Star Entertainment Earnings Surprise Analysts Due to China VIP Drought
Posted on: August 23, 2017, 06:00h.
Last updated on: August 23, 2017, 07:58h.
Australia’s Star Sydney casino blindsided analysts by reporting profits on Wednesday of AUD264.2 million ($208.8 million) for the fiscal year ending June 20, way ahead of projections.
Operator Star Entertainment had been expected to feel the painful pinch from the collapse of the Chinese VIP segment, following the imprisonment of rival Crown Resorts employees in China for marketing gambling to Chinese citizens.
The incident prompted not just Crown but all Australian operators to rethink their international VIP marketing strategies and focus on the less risky domestic market.
In February, Star Entertainment warned that revenues from international VIP clients had dropped 27 percent in November and December. Eighty percent of Star’s VIP business has traditionally come from China and Hong Kong and its execs were jittery about the sudden drying up of such a vital revenue stream.

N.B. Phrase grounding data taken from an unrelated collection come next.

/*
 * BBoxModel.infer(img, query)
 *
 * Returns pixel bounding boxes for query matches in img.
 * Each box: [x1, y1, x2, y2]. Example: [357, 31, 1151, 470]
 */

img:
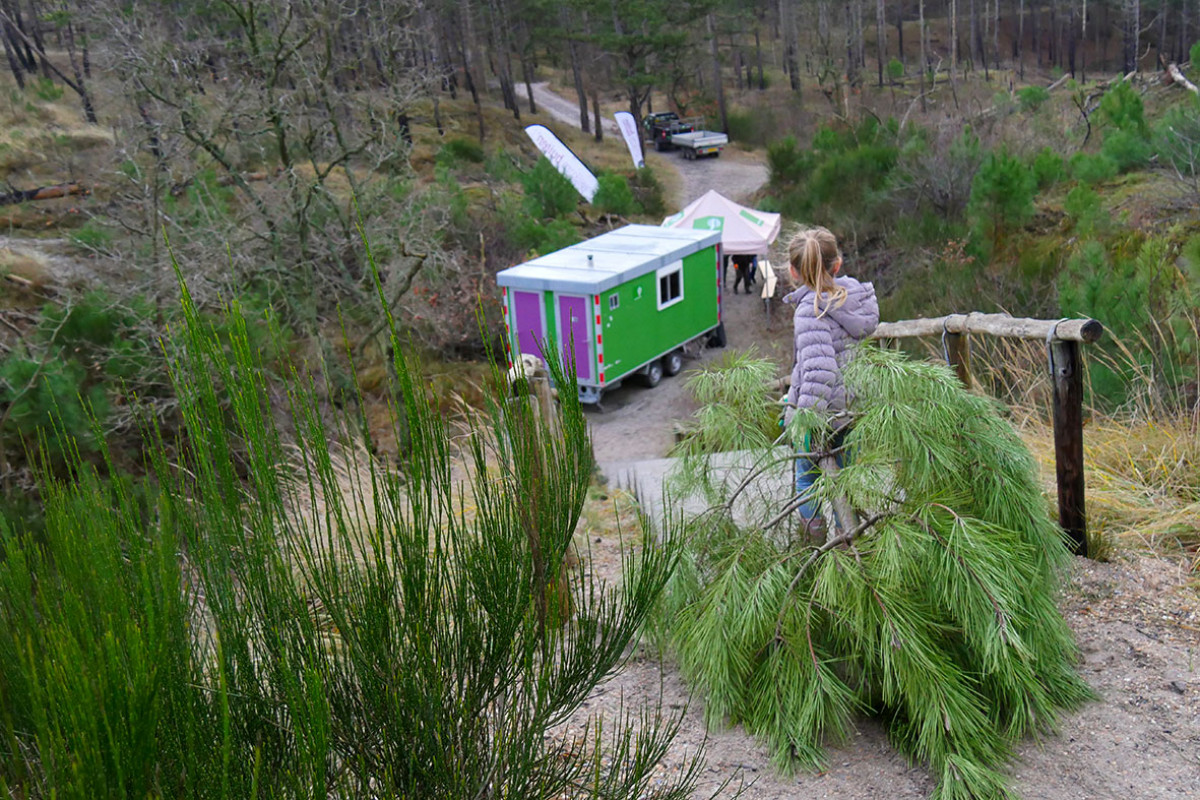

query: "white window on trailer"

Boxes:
[609, 294, 620, 311]
[656, 260, 683, 310]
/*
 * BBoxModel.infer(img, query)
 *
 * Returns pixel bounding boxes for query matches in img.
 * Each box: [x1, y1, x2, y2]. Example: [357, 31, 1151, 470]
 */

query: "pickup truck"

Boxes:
[669, 130, 728, 159]
[642, 111, 699, 151]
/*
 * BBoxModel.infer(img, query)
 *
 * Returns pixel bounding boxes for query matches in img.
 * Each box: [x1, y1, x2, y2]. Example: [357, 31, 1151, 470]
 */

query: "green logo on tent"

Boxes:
[694, 216, 723, 231]
[739, 209, 765, 226]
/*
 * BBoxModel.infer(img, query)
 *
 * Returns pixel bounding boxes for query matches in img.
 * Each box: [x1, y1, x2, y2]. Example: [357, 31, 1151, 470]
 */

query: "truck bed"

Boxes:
[669, 130, 728, 158]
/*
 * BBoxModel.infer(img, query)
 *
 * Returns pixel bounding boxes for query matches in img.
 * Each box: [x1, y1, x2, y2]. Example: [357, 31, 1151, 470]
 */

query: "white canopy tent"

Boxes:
[660, 189, 781, 256]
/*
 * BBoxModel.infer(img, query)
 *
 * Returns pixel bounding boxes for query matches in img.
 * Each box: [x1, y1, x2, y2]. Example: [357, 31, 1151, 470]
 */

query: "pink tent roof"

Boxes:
[661, 189, 781, 256]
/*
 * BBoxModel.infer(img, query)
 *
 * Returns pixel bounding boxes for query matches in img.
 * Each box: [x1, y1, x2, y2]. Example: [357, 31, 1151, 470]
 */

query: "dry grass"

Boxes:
[1020, 416, 1200, 568]
[0, 245, 51, 284]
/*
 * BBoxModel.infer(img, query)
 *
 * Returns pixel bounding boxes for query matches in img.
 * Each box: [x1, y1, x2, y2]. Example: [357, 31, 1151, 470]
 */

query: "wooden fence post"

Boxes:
[944, 332, 972, 387]
[1050, 339, 1087, 556]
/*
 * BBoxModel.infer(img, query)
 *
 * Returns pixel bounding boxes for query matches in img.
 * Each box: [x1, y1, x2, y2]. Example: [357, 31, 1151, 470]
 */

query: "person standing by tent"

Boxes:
[782, 226, 878, 538]
[731, 254, 753, 294]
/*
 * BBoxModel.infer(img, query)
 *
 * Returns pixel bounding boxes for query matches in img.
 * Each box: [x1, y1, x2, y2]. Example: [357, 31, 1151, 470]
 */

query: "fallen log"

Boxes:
[0, 183, 88, 207]
[1167, 63, 1200, 95]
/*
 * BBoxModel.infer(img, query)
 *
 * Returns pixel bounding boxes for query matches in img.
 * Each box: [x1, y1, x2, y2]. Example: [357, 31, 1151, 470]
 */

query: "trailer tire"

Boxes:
[663, 350, 684, 376]
[641, 360, 664, 387]
[707, 323, 727, 348]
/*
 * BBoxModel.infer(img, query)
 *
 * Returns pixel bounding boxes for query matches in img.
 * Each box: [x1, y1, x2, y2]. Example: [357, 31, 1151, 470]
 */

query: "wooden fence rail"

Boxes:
[871, 312, 1104, 558]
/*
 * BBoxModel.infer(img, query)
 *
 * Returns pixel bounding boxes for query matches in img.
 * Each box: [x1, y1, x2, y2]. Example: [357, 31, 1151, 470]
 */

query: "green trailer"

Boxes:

“We’re being a lot more cautious,” said Star Entertainment CEO Matt Bekier at the time. “We’re not taking any risks. We continue to assess the North Asian VIP business as the China situation develops. We are executing our strategy of diversifying our international revenues.”
Star’s Lucky Streak
The company may have confounded all expectations during its Wednesday earnings call, but its healthy profits may be something of a mirage.
Normalised profit actually came in just under analysts’ expectations, but was offset by a particularly high win-rate which boosted the casino’s statutory performance by 36 per cent for the year.
In short, the casino got lucky.
Moreover, despite healthy domestic results, the group reported an 11 per cent fall in normalised 2017 net profit due to the collapse of the Chinese VIP market.
“The North Asian disruption is lingering,” admitted Bekier on Wednesday. “We dropped a long way in November and December and it’s going to take a little while to climb out of that hole. We’ve been able to mitigate some of that through diversification.”
Bekier believes diversification may lie in luring blue-chip customers from South Asia, and Thailand in particular, as the company severs its reliance on China.
Nineteen Crown Resorts employees were detained by Chinese authorities in several cities across the country last October and held without charge for eight months. In June, they were finally charged and quickly sentenced, variously, to nine or ten months.
With sentencing taking into account time served, the last of employees, including Crown exec Jason O’Connor, were released August 12.